Part of Proceedings of Machine Learning and Systems 4 (MLSys 2022)
Zichang Liu, Zhaozhuo Xu, Alan Ji, Junyan Zhang, Jonathan Li, Beidi Chen, Anshumali Shrivastava
Efficient inference in large output space is an essential yet challenging task in large scale machine learning. Previous approaches reduce this problem to Approximate Maximum Inner Product Search (AMIPS), which is based on the observation that the prediction of a given model corresponds to the logit with the largest value. However, models are not perfect in accuracy, and the successful retrievals of the largest logit may not lead to the correct predictions. We argue that approximate MIPS approaches are sub-optimal because they are tailored for retrieving largest inner products class instead of retrieving the correct class.

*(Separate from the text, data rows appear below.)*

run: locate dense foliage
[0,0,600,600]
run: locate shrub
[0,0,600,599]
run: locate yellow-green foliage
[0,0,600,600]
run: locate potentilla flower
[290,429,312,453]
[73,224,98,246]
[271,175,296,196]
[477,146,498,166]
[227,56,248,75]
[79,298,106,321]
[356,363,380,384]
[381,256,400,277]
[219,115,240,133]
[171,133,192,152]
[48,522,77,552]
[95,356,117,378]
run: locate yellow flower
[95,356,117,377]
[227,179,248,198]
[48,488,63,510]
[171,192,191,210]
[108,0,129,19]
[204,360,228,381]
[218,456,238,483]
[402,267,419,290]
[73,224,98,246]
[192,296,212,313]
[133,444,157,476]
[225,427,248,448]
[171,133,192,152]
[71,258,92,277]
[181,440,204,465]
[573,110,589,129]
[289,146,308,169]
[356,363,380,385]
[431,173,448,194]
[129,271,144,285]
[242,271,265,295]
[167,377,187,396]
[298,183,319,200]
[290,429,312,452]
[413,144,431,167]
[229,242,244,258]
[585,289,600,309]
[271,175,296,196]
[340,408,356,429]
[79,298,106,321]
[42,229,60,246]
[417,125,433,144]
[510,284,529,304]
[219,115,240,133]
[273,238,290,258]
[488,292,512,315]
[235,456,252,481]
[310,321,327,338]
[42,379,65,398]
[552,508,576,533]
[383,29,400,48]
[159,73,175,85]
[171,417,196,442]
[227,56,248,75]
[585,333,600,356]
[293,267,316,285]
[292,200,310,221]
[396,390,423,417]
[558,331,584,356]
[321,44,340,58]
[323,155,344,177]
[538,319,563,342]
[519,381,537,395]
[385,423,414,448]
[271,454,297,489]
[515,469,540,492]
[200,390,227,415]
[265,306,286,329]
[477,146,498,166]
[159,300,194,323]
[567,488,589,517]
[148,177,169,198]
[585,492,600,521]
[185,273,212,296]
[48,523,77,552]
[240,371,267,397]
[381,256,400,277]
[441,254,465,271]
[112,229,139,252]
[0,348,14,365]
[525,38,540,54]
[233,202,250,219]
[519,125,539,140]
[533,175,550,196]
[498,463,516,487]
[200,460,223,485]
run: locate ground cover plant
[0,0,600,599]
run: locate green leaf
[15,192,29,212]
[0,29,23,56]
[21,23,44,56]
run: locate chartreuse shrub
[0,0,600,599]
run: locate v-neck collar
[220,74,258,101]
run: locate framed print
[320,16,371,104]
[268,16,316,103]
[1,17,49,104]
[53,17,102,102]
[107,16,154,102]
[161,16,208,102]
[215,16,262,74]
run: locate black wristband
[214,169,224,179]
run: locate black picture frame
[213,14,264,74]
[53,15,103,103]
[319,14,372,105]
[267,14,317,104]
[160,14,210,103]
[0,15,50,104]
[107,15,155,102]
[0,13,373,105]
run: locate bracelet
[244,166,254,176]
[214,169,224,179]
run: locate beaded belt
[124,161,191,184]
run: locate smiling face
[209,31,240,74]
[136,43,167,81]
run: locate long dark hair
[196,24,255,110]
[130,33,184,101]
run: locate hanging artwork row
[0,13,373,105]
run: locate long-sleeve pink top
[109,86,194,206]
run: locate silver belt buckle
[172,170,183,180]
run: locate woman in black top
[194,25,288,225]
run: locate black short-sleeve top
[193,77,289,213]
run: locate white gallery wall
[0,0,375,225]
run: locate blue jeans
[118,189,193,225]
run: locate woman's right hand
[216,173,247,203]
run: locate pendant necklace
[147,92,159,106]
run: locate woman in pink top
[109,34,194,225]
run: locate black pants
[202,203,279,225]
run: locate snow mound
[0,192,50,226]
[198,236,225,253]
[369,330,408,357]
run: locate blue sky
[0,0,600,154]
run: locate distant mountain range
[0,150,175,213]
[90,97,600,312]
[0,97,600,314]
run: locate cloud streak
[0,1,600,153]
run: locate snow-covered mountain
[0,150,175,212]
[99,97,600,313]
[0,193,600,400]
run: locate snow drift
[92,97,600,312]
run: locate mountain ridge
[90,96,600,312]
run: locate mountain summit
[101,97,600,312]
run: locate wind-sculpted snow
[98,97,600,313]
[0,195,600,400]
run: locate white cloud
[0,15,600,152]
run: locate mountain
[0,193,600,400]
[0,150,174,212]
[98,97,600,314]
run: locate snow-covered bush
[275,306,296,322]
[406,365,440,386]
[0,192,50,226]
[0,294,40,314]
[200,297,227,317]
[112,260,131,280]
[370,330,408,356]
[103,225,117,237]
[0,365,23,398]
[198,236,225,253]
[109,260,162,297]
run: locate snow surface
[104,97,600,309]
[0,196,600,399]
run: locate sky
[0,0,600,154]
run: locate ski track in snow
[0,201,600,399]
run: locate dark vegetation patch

Moreover, the logits generated from neural networks with large output space lead to extra challenges for the AMIPS method to achieve a high recall rate within the computation budget of efficient inference. In this paper, we propose HALOS, which reduces inference into sub-linear computation by selectively activating a small set of output layer neurons that are likely to correspond to the correct classes rather than to yield the largest logit. Our extensive evaluations show that HALOS matches or even outperforms the accuracy of given models with 21x speed up and 87\% energy reduction.